A large scale initiative like this is needed at this stage of the economy, and the sites for the parks and industries have been well chosen. One aim is to improve the country’s positioning in the global value chains, and the project is expected to see development of industries like textiles, fabrication, electric vehicles, aero logistics, food processing and tourism, among others. It is hoped that they will be able to achieve an export target of Rs 2 trillion by 2030. Much thought and planning has gone into the initiative but its success depends on how well it is implemented. The plan invokes comparison with some ambitious plans like the Special Economic Zones (SEZ) project of 2005, the Make in India scheme of 2014, and the Smart Cities Mission of 2015.

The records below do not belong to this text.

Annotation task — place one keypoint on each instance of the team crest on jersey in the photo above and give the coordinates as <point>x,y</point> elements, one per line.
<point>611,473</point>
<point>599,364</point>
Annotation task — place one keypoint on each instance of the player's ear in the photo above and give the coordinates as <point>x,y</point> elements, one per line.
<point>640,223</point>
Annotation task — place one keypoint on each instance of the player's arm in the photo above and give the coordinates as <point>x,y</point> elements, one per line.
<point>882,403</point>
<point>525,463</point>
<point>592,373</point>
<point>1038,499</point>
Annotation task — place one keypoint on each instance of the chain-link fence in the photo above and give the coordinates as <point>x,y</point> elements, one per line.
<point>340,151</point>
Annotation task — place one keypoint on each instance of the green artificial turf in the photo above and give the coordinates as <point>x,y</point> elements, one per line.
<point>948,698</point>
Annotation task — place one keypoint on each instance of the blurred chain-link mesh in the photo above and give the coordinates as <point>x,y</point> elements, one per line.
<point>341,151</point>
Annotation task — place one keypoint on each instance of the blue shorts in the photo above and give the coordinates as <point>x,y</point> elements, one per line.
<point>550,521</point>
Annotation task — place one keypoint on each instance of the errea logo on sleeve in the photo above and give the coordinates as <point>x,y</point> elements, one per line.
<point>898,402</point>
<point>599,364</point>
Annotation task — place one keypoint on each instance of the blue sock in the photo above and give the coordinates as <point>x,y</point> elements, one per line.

The follow-up activities on these earlier plans did not match the initial enthusiasm and their performance has been below par. The SEZs in the country could never do what they did in China. Other programmes were also not able to achieve their full potential. The constraints and problems that they faced in implementation have to be studied and the lessons should guide action on the present programme. The size of the project, the availability of social and physical infrastructure, the ability and willingness of companies to invest, ease of land acquisition, rules on taxation and investment, and policy stability are all important matters which have a bearing on the success of the projects. All projects which are part of the initiative will need close scrutiny and follow-up to ensure that they don’t falter at the implementation stage.